I was born into a Muslim family in Iran, a country at odds with the United States. That played no role in how I was treated by the government, my employer, or others in the United States.

I was a free individual like any other. To be sure, there were occasional questioning and abuse by border agents when I entered the country from visits abroad.

But these were independent of my political and social views. Meanwhile, the government in my country of birth branded me and its other critics the enemy of the state.

The freedoms I enjoyed in the past benefitted me, and the country I had chosen as my new home. My neighbors and fellow citizens were safer not because I feared the government.

Liberty to express ideas

They were safer because I had no fear. I learned to cherish and respect peaceful expression of ideas, and contributed to building a more inclusive civic society.

My experience in the United States taught me the virtues of questioning, and protesting the government and its policies without fearing punishment. I brought these lessons to my students.

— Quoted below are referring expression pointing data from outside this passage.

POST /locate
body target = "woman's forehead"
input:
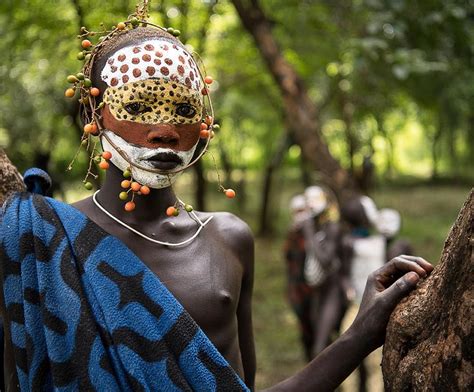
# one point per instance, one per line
(153, 58)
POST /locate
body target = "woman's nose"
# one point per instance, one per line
(164, 135)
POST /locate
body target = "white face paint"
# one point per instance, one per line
(157, 58)
(141, 156)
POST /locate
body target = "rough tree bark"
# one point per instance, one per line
(300, 111)
(10, 179)
(430, 340)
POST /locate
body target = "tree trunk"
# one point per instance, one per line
(301, 113)
(10, 178)
(265, 223)
(430, 338)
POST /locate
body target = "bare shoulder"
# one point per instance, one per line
(231, 230)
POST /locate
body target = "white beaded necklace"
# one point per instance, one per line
(192, 213)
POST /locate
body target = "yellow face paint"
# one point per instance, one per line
(154, 101)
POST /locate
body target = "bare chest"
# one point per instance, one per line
(204, 276)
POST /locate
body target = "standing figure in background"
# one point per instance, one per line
(315, 271)
(367, 245)
(298, 291)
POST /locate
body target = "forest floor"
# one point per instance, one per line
(428, 211)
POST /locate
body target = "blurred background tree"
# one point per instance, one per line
(389, 84)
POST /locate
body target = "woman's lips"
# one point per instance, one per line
(165, 161)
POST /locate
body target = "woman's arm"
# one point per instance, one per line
(385, 288)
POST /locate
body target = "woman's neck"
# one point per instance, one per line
(147, 207)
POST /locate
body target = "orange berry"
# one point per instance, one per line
(104, 165)
(129, 206)
(125, 184)
(135, 186)
(229, 193)
(170, 211)
(94, 91)
(144, 190)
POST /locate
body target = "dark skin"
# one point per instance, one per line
(327, 307)
(213, 276)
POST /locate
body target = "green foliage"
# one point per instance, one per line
(377, 70)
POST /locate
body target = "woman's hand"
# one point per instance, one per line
(384, 289)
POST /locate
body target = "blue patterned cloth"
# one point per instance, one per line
(86, 314)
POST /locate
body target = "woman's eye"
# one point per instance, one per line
(185, 110)
(136, 108)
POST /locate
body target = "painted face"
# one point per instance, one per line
(153, 109)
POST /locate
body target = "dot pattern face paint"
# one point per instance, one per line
(154, 101)
(154, 58)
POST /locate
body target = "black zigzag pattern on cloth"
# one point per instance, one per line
(83, 319)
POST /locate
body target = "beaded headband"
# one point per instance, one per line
(143, 62)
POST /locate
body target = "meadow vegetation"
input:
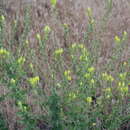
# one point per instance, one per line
(53, 77)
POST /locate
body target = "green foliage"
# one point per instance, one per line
(67, 88)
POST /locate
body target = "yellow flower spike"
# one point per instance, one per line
(117, 39)
(47, 29)
(38, 36)
(58, 51)
(21, 60)
(91, 69)
(89, 99)
(34, 81)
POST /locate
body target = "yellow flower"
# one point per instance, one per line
(58, 52)
(89, 99)
(21, 60)
(47, 29)
(117, 39)
(34, 81)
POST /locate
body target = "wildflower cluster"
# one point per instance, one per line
(4, 53)
(34, 81)
(58, 52)
(21, 60)
(107, 77)
(67, 75)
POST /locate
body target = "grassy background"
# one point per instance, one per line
(61, 102)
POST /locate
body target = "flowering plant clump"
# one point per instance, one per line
(34, 81)
(59, 73)
(4, 52)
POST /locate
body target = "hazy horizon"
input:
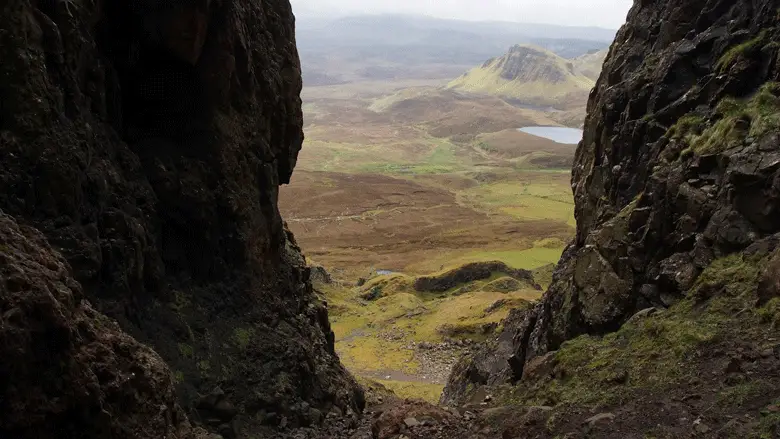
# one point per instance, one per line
(611, 13)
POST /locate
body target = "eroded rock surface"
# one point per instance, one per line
(679, 166)
(146, 141)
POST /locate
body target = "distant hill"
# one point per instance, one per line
(532, 75)
(401, 47)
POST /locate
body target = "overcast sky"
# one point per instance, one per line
(603, 13)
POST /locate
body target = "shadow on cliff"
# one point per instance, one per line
(147, 141)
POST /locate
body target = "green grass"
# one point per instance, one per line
(533, 198)
(425, 391)
(741, 50)
(739, 119)
(656, 353)
(533, 88)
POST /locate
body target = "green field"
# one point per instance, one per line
(421, 181)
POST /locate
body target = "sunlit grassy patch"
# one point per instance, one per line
(536, 197)
(370, 353)
(415, 390)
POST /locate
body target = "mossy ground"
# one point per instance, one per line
(735, 120)
(375, 337)
(686, 348)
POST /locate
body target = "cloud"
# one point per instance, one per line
(603, 13)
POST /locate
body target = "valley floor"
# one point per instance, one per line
(398, 181)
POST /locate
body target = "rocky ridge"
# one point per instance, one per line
(676, 192)
(145, 142)
(530, 75)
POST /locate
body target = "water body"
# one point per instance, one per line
(556, 134)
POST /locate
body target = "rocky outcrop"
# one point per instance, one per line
(146, 141)
(67, 370)
(679, 166)
(532, 76)
(470, 273)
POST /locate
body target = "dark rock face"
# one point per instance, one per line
(67, 370)
(146, 141)
(679, 165)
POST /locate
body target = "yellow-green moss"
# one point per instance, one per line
(424, 391)
(656, 352)
(735, 53)
(738, 120)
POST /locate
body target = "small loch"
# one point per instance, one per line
(556, 134)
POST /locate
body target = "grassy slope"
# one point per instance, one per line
(686, 351)
(414, 181)
(373, 337)
(532, 87)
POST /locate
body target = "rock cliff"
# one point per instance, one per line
(145, 141)
(677, 190)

I taught thousands of young Americans about the merits of critical thinking, and challenging the authority. Meanwhile, my colleagues in Iran were punished, lost their employment, or were put behind bars for discussing a fraction of what I discussed with my students in the United States.

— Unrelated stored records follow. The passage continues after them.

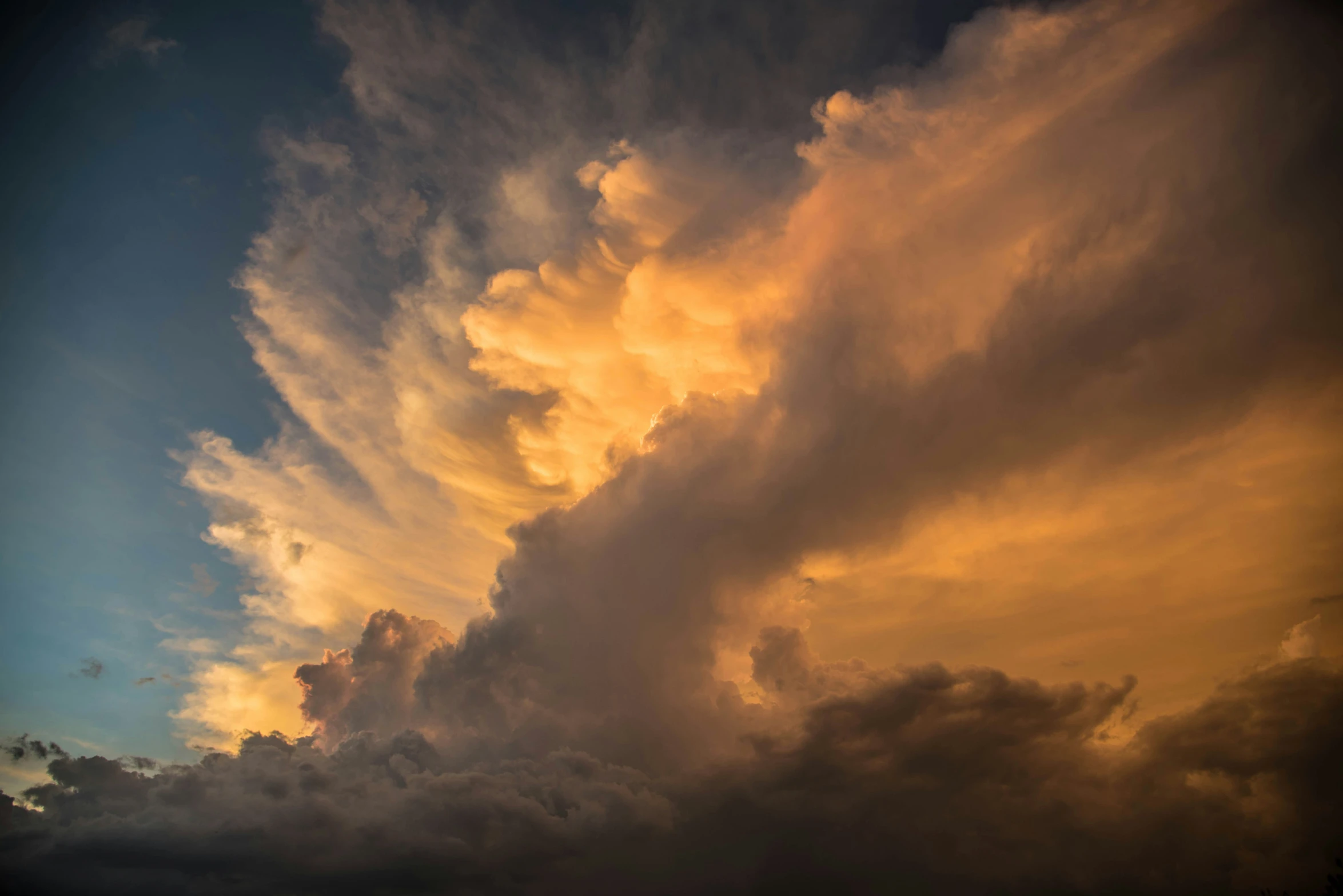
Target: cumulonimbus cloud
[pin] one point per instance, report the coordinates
(1087, 246)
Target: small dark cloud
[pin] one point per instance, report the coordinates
(132, 37)
(23, 747)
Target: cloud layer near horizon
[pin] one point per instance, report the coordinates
(1042, 338)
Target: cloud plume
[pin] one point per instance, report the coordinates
(1032, 338)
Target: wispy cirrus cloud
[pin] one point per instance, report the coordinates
(1024, 357)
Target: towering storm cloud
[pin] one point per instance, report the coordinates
(633, 391)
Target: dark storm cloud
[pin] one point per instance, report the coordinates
(578, 738)
(928, 781)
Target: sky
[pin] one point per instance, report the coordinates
(672, 447)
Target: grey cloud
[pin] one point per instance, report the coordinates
(132, 37)
(23, 747)
(927, 781)
(578, 741)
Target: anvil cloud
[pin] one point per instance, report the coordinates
(1032, 352)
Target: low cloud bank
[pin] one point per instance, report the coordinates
(923, 779)
(1083, 239)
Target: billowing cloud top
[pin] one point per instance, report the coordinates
(1041, 338)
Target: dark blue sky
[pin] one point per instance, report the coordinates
(133, 182)
(132, 186)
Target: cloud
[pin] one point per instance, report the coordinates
(1034, 340)
(1237, 793)
(1302, 640)
(202, 582)
(22, 747)
(132, 37)
(965, 325)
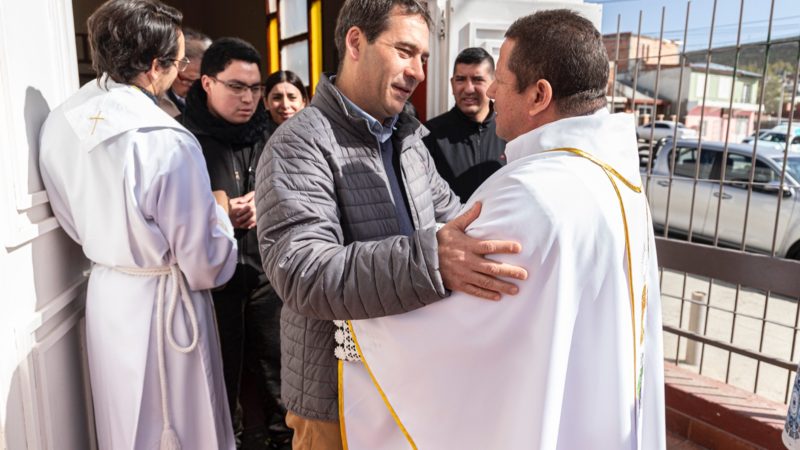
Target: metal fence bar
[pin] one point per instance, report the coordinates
(723, 168)
(650, 150)
(777, 362)
(755, 141)
(682, 61)
(789, 139)
(702, 122)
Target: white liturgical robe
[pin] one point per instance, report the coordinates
(130, 185)
(574, 361)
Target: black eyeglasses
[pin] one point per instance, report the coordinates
(181, 64)
(241, 88)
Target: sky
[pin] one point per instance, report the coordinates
(755, 19)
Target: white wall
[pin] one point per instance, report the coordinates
(475, 23)
(42, 379)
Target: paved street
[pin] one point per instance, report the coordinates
(747, 329)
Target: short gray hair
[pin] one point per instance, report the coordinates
(372, 17)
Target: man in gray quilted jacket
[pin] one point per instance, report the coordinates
(348, 202)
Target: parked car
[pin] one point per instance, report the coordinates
(664, 129)
(775, 139)
(729, 197)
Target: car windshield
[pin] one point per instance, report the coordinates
(792, 165)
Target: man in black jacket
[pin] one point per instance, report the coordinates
(225, 112)
(463, 142)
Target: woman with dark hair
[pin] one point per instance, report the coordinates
(129, 184)
(286, 95)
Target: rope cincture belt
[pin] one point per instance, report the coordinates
(169, 439)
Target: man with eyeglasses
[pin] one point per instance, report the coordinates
(129, 185)
(224, 110)
(174, 100)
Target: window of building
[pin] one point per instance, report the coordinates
(294, 29)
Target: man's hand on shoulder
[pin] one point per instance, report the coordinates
(243, 211)
(463, 265)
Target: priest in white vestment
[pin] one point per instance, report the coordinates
(130, 185)
(574, 361)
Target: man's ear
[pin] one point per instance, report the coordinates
(539, 96)
(154, 72)
(354, 41)
(205, 81)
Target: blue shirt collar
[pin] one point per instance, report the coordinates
(381, 131)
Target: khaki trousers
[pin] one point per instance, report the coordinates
(310, 434)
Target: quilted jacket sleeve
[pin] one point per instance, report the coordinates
(302, 245)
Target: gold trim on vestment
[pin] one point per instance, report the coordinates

It was this liberty that kept me in the United States, and continued to attract a growing number of Muslims from Iran and other majority Muslim countries even after September 11, 2001.

Months after September 11th, 2001, I left the United States to chronicle the life stories of Muslims on their journey West.

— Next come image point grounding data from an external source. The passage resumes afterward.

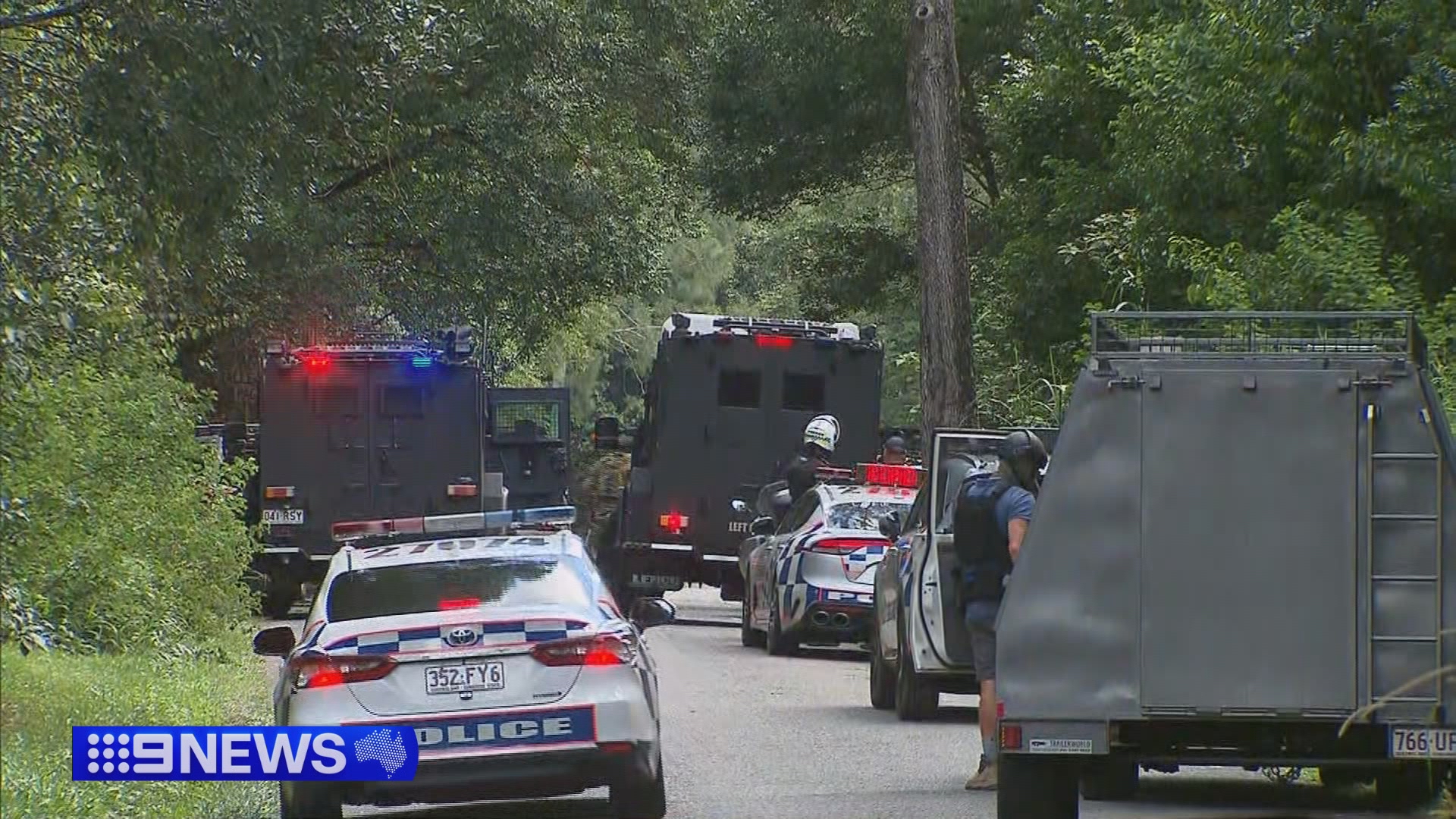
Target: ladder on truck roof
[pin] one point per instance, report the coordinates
(1404, 554)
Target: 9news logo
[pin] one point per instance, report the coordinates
(264, 754)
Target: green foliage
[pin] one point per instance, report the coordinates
(121, 529)
(47, 694)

Fighting all odds to reach the US

I followed men, women, and children risking their lives, and braving the rough seas in small dinghies, hoping for a new home that would give them the security and life opportunities I had enjoyed in the United States.

The September 11 attacks stigmatized Muslims and hardened the public opinion about Muslim migrants in refugees. Nevertheless, Muslims continued to risk their lives to reach the United States.

Distance from the United States and the high smuggling costs directed most migrants to Europe. But reaching the United States was everyone’s dream.

The legacy and the experience of the earlier generation of migrants kept the newcomers’ eyes on the United States. They wished to come to the United States to live the life I had lived.

Widespread disillusionment

Many failed in their endeavor. Some perished on their way. Others returned home, to the insecurity they had once escaped from. Others made it to Europe and began a new life, but continued dreaming of the United States. Unfortunately, that is changing fast with the policies of the new administration in the United States.

I am writing this note from afar. I am traveling in Europe to meet the Muslim refugees and migrants I encountered after September 11, 2001.

Fear and anger are fast replacing the earlier admiration and respect for the United States among many. Disbelief and disillusionment are widespread.

Fear has also returned to me for the first time since I immigrated to the United States. I fear a reckless attack by the government of my adopted home on my place of birth. That is a nightmare that has begun haunting me since the Trump White House put Iran on “official notice.”

The future?

The specter on an American attack on Iran has returned once again, and this time stronger than any another in the past. My opposition to the government of Iran would by no means imply an endorsement of war.

If a war indeed happens, I will be protesting with all my might, joining arms with others who put themselves on the line for peace.

But I wonder about my life in the United States if indeed there is an attack on Iran. What would I tell my toddler about how the government in her place of birth attacked mine? How would I tell her about the destruction of the place I hoped for her to visit one day?

I hope that day never comes.

Takeaways

I was born into a Muslim family in Iran. That played no role in how I was treated by the government and others in the US.

My experience in the US taught me the virtues of questioning, and protesting policies without fearing punishment.

Fear and anger are fast replacing the earlier admiration and respect for the United States among many.